The crazy assembly became a real tourist attraction thanks to the cable car, just as Yung’s Numantine resistance, which had no trouble winning over public opinion, achieved the status of a symbol of the struggle between the common man and the insatiable capitalist machine. The San Francisco Chronicle went so far as to call the wall a “crime” and a “monument to evil.”
From the pages of the same diary, Yung took the gauntlet and challenged his wealthy neighbor to build a higher wall: his plan was to place a flag with skulls and bones on top of his house, next to a huge coffin. , as an advertisement for his funeral home and also as a reminder of the death that scared off the millionaires in the neighborhood. There is no record of Yung carrying out his threat, but in 1880 he heeded the warning of life’s impermanence and died.
But that was by no means the end of the story: Roseta, his widow and accomplice in this unworldly struggle, had no desire to sell either. Charles Crocker would die eight years later, with his wishes unfulfilled. Ms. Yung also turned down offers from a Chinese laundry and an advertising company. Unfortunately, despite her appeals to the city council, she would not live to see the wall removed either, as there were no specific laws. After his death in 1902, The San Francisco Chronicle wrote of the Crocker estate for “keeping the testimony of malice” to the millionaire and upholding his “legacy of hate” rather than tearing it down.
However, the children of the marriage quickly hit it off with the Crocker family and sold the land for an undisclosed sum.
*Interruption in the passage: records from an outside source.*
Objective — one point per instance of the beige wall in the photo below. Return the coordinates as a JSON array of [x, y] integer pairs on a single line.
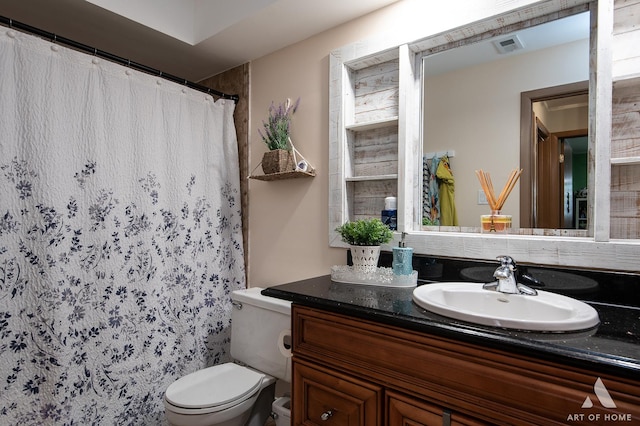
[[288, 219]]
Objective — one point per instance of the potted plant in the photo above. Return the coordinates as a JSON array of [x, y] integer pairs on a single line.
[[365, 237], [276, 135]]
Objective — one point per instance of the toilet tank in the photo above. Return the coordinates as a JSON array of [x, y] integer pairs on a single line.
[[261, 332]]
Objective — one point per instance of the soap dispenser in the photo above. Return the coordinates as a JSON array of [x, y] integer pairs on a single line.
[[402, 259]]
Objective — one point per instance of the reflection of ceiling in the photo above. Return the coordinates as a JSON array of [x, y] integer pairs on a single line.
[[193, 39], [554, 33]]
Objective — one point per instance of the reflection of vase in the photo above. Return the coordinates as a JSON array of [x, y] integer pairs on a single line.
[[365, 258], [495, 222], [277, 161]]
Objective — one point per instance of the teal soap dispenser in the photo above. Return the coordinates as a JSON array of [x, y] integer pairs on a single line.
[[402, 259]]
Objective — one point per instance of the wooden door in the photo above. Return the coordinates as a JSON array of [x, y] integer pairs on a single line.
[[549, 187]]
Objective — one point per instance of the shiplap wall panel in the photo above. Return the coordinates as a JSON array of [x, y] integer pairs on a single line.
[[625, 117], [376, 152], [368, 197], [376, 92], [626, 25]]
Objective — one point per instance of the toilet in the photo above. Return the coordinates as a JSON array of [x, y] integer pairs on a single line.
[[239, 393]]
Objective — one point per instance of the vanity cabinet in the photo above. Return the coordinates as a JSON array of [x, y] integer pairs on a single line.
[[349, 371]]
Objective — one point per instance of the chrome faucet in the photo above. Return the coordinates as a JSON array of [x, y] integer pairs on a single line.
[[506, 282]]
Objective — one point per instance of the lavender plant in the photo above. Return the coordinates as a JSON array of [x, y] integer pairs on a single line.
[[277, 127]]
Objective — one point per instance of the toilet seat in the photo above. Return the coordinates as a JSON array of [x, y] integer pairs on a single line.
[[195, 393]]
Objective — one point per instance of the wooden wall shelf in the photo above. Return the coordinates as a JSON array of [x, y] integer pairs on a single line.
[[284, 175]]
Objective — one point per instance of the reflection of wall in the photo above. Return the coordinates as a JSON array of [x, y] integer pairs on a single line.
[[579, 171], [476, 112]]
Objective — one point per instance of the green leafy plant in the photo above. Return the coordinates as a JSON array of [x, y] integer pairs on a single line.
[[365, 232], [277, 127]]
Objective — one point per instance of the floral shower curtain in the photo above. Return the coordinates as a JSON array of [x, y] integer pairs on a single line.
[[120, 236]]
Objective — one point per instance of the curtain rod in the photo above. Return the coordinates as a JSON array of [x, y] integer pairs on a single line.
[[114, 58]]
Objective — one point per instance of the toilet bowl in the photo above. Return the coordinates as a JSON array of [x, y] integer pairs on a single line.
[[231, 394]]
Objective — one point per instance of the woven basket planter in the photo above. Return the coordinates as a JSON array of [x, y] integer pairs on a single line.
[[277, 161]]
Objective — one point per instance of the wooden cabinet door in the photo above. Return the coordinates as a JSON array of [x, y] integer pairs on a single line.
[[406, 411], [325, 397]]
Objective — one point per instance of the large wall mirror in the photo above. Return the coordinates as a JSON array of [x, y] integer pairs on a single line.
[[472, 95], [480, 124]]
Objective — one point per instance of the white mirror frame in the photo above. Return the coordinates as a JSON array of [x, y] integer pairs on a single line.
[[594, 252]]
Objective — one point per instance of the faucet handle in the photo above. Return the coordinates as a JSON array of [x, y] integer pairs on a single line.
[[507, 261]]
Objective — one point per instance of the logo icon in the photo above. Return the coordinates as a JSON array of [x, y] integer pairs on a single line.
[[602, 394]]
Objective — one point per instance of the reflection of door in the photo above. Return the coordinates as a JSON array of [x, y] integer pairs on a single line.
[[550, 183], [570, 94]]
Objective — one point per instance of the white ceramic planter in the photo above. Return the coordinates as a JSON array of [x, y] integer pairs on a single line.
[[365, 258]]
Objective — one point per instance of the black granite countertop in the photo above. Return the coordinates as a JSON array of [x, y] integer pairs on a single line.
[[613, 347]]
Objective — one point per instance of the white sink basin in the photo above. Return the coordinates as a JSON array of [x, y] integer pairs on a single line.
[[470, 302]]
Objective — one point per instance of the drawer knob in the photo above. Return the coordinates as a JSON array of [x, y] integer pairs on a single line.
[[326, 415]]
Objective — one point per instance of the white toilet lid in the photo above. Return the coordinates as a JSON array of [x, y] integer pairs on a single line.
[[213, 386]]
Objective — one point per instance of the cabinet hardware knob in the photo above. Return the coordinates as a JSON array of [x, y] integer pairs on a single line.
[[326, 415]]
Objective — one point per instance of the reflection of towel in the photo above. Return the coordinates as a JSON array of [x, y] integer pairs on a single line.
[[448, 216], [431, 196]]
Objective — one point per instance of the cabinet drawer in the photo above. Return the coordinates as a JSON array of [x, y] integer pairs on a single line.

The Wall of Contempt fell in 1905…as did all new real estate falling a year later, with the famous San Francisco earthquake, measuring between 7.5 and 8 on the Richter scale and killing at least 10,000. After the fateful event, the space was donated to charity and Grace Cathedral Episcopal Church currently stands on it. The temple is known, among other things, to have hosted one of Martin Luther King’s speeches, a religious concert by Duke Ellington, or to have served as a backdrop for films such as Bullitt (1968), La plot (1975), Bicentennial Man (1999) , My Name Is Harvey Milk (2008) or Venom: There Will Be Killing (2022).
you will fear your neighbor
Beginning in 1956, the state of California enacted a law permanently banning the erection of walls of contempt; That is, with no greater function than taking views from a neighbor to disturb them, in line with most states in the country, which limit them to a maximum of 6 feet (1.83 meters). This wasn’t an impediment worth the redundancy for other citizens to explore creative ways to annoy others. In California, too, the courts had to step in to rule that planting tall trees at the edge of a property was considered another form of wall of contempt after a California resident responded to reform a neighbor had made to his house to to be able to see the mountain.
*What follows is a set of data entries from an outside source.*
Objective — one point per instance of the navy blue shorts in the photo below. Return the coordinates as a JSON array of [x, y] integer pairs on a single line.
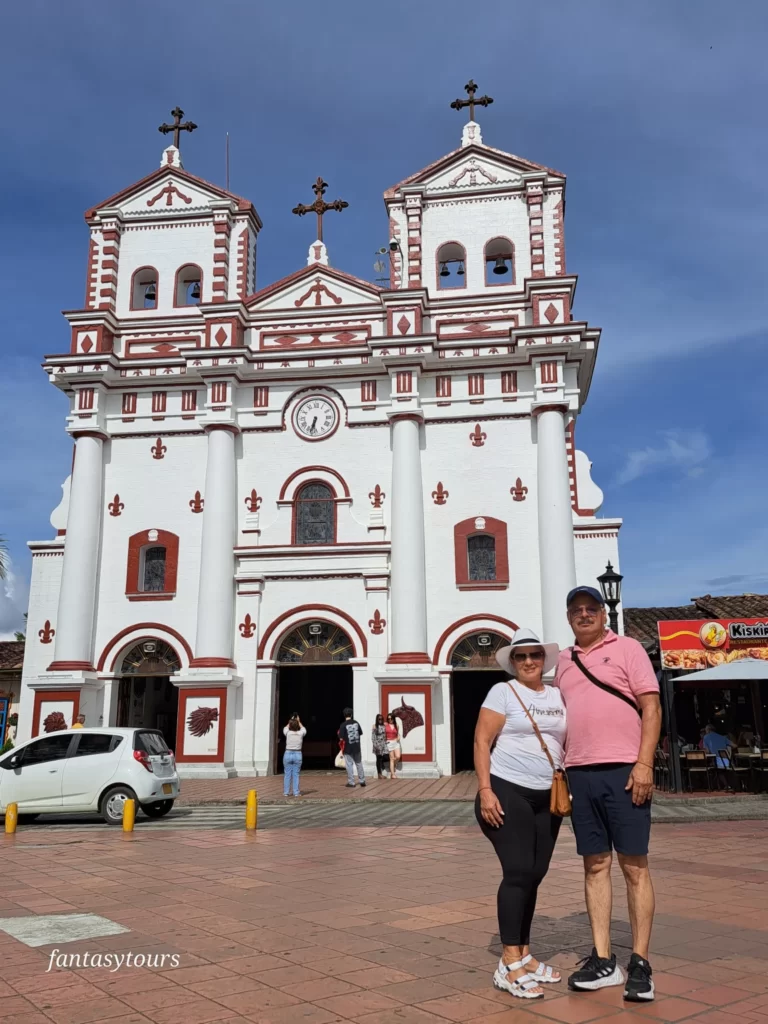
[[604, 817]]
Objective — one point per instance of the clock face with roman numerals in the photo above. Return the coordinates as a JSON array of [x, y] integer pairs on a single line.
[[315, 418]]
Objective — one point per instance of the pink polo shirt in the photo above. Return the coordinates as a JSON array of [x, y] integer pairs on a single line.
[[603, 729]]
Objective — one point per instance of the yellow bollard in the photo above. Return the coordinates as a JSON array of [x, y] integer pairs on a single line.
[[252, 810], [11, 818], [129, 815]]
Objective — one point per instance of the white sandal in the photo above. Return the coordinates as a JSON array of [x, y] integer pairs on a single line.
[[520, 987], [544, 973]]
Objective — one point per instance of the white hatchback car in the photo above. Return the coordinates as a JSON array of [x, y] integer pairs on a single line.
[[85, 769]]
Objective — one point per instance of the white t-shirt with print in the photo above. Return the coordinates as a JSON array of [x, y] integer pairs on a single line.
[[517, 756]]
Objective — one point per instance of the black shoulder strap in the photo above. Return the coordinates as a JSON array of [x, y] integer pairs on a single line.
[[603, 686]]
In 2008, a Utah farmer erected three old cars vertically as a fence between his cattle station and neighbors who had complained about flies and dust but didn’t agree to the fence being installed (paid halfway) because they’d like to see it Garden, the horses and the cattle. The farmer dubbed his work Redneck Stonehenge, a nod to the UK’s famous megalithic monument and conservative Southerners (rednecks), although he explained that he just wanted to remind the area’s new residents that this was the landscape and the cars they wouldn’t stay there permanently.
History shows that walls of contempt can also be erected for oneself: This is how the Irishman Robert Rochfort, Count von Belvedere, taught that in the 18th century not to see the huge villa that his brother George (who is suspected to make matters worse, having slept with his wife) had built in front of his house.